Three months after members of the Citizens’ Advisory Committee presented their recommendations for the district’s school-choice policy, the Valley Stream Central High School District’s Board of Education voted on which recommendations to accept.
“Over the past several weeks, I’ve been working with my team and [legal] counsel on analyzing the various recommendations that came forward,” Superintendent Bill Heidenreich said at the Board of Education’s committee meeting on May 1. “There were upwards of nearly 20 recommendations, and what I’d like to do is walk the school board through my preliminary analysis and give board members the opportunity to ask any questions that they may have.”
Heidenreich started his analysis by saying that “many of the recommendations that came in were outside of the scope of the committee.” The Citizens’ Advisory Committee was formed last August to “review information regarding enrollment and projected enrollments, to consider alternative attendance areas and to recommend alternative attendance areas if appropriate,” according to Heidenreich. It was formed after the board received a petition signed by parents, students and teachers asking them to review the district’s school-choice, or waiver, policy.
The board decided that a number of the committee’s recommendations were outside its reach. These included ensuring that students still live in the district by having parents reregister each year; issuing a press release correcting the Herald’s inaccurate reporting in reference to a story about the architect’s functional capacity numbers; checking the validity of the signatures on petitions to review the school-choice policy; allowing students to stay with their peers from elementary school, rather than splitting them between two schools; and rezoning the district into three K-12 districts.
“More than outside of the scope of the committee, what would have to happen is that you’d have to have a public hearing, put it up for a vote in each district, and they would all have to agree, and after [the vote], it would have to be cleared by the state education department,” President Bill Stris said of the latter proposal. “It’s not going to happen.”
However, Stris was in favor of studying the effects of restructuring the school district so that every student would attend Memorial Junior High School. “I always support a study, as long as the study is not too expensive,” he said before he polled the board on their perspective.
The motion passed with a vote of six-to-three. Stris admitted that restructuring the district was outside the area of the Citizen’s Advisory Committee.
One of the proposals asked to change the language of the waiver letter sent to sixth-grade parents — which some parents thought was too suggestive. Included in the recommendation was an alternative sample letter. “I think it’s certainly something we could use,” Heidenreich said.

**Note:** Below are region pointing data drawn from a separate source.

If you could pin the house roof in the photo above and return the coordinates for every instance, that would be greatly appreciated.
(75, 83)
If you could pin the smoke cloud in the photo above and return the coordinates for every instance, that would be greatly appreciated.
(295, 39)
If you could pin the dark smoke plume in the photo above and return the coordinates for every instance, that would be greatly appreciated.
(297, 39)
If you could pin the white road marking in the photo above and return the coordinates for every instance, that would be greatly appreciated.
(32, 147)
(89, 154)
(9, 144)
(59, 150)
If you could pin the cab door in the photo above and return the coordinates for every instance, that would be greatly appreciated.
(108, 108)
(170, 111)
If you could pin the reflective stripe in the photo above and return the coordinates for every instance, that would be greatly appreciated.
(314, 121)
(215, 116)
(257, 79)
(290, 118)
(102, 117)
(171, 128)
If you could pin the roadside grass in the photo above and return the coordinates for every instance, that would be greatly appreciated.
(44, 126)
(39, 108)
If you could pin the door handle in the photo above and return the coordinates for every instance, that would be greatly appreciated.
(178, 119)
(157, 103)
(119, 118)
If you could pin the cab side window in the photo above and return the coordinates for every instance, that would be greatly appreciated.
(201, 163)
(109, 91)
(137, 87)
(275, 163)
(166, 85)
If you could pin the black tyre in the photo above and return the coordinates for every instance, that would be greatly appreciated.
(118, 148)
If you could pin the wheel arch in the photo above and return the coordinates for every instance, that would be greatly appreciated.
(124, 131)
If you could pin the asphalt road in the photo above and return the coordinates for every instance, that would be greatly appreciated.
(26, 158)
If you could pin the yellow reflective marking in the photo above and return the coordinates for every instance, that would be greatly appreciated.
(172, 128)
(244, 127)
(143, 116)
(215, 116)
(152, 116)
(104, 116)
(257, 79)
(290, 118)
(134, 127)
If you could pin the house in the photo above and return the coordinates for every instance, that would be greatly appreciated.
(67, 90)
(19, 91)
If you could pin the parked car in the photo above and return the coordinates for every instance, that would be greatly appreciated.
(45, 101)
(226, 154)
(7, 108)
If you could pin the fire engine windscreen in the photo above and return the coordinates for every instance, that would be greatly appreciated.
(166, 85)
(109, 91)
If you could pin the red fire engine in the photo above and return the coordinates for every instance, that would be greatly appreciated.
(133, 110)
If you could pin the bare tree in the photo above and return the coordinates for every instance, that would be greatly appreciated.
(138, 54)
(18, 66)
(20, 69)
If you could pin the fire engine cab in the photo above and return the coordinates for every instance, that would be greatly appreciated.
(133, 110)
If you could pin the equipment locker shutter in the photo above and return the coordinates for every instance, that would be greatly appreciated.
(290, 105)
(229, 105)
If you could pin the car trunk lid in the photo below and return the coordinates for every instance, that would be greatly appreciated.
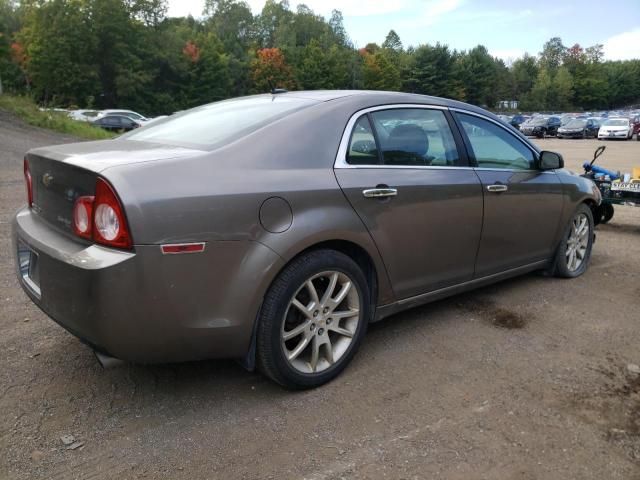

Another proposal nixed mailing the waiver letter, and proposed having it available online instead. Vice President John Maier said that he thought the proposal was fair.
Others disagreed. Trustee Ingrid Wyllie-Dacon offered, “People wouldn’t see that [the waiver letter] because they don’t check the site.” Trustee Kenneth Cummings said, “It’s really not fair to not let parents know they can do that.” Trustee Sean Douglas expressed his concern that the district would be sued if parents missed important policy information. In the end, the board voted 5-4 to continue sending the letter.
The board did, however, vote to eliminate publication of the letter in the Herald. Trustees Cummings and James Lavery were in favor of having the letter published. “The more information you put out there, the better,” said Cummings.
Trustee Lisa Pellicane was against publication. “If you’re mailing it to the house, that should be enough,” she said.
Heidenreich will now provide board members with a summary of their decisions, and the board will vote on a final report at its business meeting on June 12.